Along with lack of reproducibility, the other big concern has been positive publication bias. Exciting data supporting a proposition has, traditionally, been easier to publish in a good journal, and indeed many negative studies that call into question an established hypothesis fail to be published at all.
But a review of the table of contents for Nature on 19th April 2012 finally gives cause for tentative optimism. Nature is one of a handful of pre-eminent scientific journals, and few would doubt the prestige of articles published in its respected pages. In just one issue (number 7394) there are three letters whose focus is entirely negative data, in three different scientific fields.
Treiber and colleagues show that the supposed ‘magneto-sensory’ neurons in the beak of birds thought to be responsible for their homing ability are in fact iron-rich macrophages. The data blows a big hole in the well-accepted idea that we understand the molecular basis for magneto-location in birds.
Then the “IceCube Collaboration” pour cold-water (appropriately enough) on the idea that “fireballs” of gamma-ray bursts are responsible for generating very energetic cosmic rays.
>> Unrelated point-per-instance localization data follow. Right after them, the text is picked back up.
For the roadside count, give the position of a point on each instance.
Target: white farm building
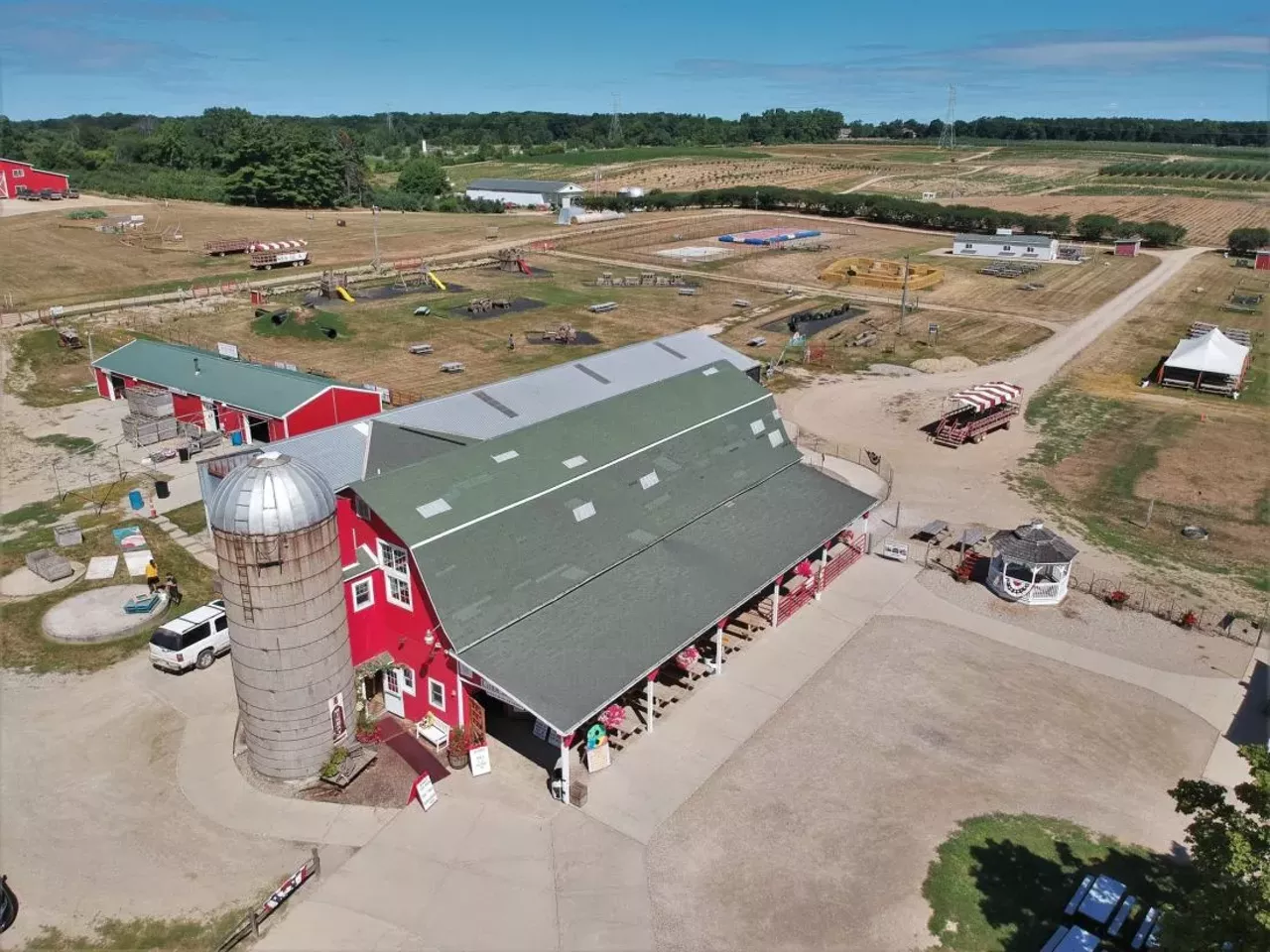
(1033, 248)
(527, 193)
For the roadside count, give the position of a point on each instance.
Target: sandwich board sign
(426, 792)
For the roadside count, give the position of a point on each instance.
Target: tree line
(894, 209)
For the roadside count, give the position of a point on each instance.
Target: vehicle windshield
(169, 640)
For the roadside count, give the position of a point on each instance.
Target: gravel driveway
(817, 833)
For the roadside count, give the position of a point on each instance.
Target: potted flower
(458, 747)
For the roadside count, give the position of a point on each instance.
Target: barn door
(476, 721)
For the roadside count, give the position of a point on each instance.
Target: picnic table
(1101, 898)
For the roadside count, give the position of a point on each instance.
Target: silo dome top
(271, 495)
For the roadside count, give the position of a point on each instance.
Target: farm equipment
(564, 334)
(218, 248)
(973, 413)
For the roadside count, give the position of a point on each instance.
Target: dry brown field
(376, 352)
(1206, 220)
(50, 259)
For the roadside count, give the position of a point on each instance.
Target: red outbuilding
(261, 404)
(14, 176)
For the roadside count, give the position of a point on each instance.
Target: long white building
(526, 191)
(1032, 248)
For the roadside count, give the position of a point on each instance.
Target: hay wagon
(971, 414)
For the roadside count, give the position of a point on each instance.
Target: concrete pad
(98, 615)
(23, 583)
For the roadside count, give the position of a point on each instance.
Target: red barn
(263, 404)
(14, 175)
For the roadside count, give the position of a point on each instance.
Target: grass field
(22, 643)
(1001, 881)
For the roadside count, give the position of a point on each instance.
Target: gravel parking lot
(818, 832)
(94, 824)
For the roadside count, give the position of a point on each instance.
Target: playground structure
(881, 273)
(970, 414)
(645, 280)
(512, 259)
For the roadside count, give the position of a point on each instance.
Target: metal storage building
(526, 191)
(263, 404)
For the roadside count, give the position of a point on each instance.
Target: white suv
(193, 640)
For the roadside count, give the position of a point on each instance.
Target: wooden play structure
(881, 273)
(970, 414)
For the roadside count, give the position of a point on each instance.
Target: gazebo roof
(1033, 543)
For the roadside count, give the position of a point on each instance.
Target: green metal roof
(270, 391)
(522, 520)
(570, 658)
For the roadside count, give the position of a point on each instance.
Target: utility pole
(903, 298)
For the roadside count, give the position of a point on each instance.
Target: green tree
(1095, 227)
(423, 176)
(1229, 847)
(1245, 241)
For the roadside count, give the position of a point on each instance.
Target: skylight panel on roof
(435, 508)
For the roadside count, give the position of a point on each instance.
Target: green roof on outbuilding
(270, 391)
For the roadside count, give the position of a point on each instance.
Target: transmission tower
(948, 135)
(615, 126)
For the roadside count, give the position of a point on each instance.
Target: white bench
(431, 730)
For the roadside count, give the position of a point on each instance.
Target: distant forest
(231, 155)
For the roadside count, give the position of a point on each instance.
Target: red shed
(263, 404)
(1129, 246)
(14, 175)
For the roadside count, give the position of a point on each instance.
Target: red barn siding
(385, 626)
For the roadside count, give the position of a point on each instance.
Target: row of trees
(890, 209)
(1207, 132)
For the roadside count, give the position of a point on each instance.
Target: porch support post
(564, 766)
(651, 702)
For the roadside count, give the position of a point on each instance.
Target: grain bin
(277, 551)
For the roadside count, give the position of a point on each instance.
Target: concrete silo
(277, 551)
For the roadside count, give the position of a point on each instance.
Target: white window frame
(389, 563)
(391, 579)
(370, 588)
(436, 689)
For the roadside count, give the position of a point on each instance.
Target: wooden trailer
(970, 414)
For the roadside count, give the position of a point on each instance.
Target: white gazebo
(1030, 565)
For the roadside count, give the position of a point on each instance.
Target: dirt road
(887, 414)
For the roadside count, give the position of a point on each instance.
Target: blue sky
(869, 60)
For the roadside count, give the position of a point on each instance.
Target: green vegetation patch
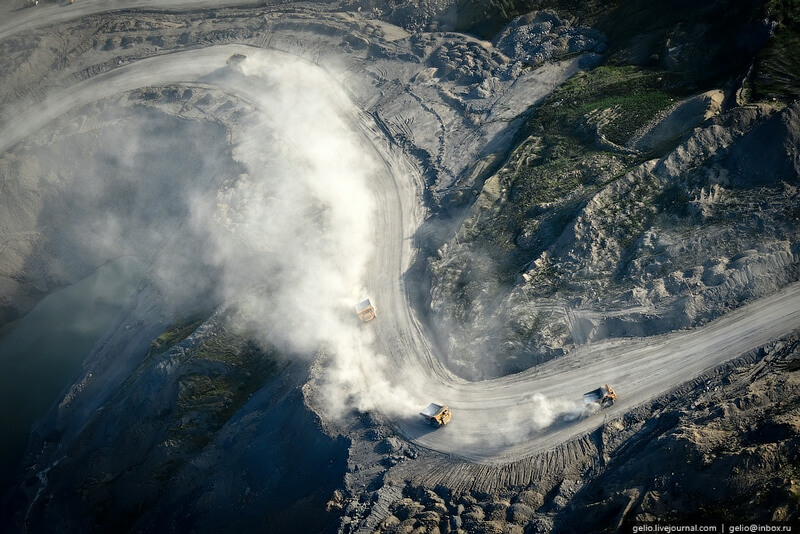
(226, 370)
(776, 71)
(173, 335)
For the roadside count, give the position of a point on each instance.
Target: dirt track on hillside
(495, 421)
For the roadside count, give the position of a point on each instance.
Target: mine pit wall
(582, 460)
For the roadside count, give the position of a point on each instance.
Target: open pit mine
(431, 266)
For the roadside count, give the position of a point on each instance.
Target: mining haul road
(494, 421)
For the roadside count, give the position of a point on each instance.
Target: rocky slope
(637, 198)
(629, 207)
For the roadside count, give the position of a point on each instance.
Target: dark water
(43, 354)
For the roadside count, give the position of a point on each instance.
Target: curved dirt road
(494, 421)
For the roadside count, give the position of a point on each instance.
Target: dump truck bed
(595, 395)
(365, 310)
(432, 410)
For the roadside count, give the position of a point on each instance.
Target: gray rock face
(770, 153)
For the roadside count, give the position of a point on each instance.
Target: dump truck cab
(437, 415)
(365, 310)
(604, 396)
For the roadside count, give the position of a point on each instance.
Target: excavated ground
(738, 423)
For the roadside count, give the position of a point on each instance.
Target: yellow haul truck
(365, 310)
(436, 415)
And Som and colleagues take a huge step towards dismantling the most widely held theory in earth sciences that high concentrations of greenhouse gases led to the warming of the early earth 2-3 billion years ago when the sun was 20% dimmer than it is now. An elegant analysis of fossilised imprints of raindrops that fell 2.7 billion years ago lets them provide estimates of the density of the atmosphere at that time.
Exciting as each of these negative conclusions may be to those in their individual fields, the part that should grab the attention of every scientist was the coincidence of three negative findings gaining such prominence in the scientific literature. For sure, even three swallows don’t make a summer, but perhaps the academic community itself as well as those guardians of the megaphone, the journal editors, are realising that the positive publication bias devalues the entire co-operative academic endeavour.
Lets hope this is the first step on the long road to seeing academic publishing re-establishing its status as the cutting-edge of human knowledge.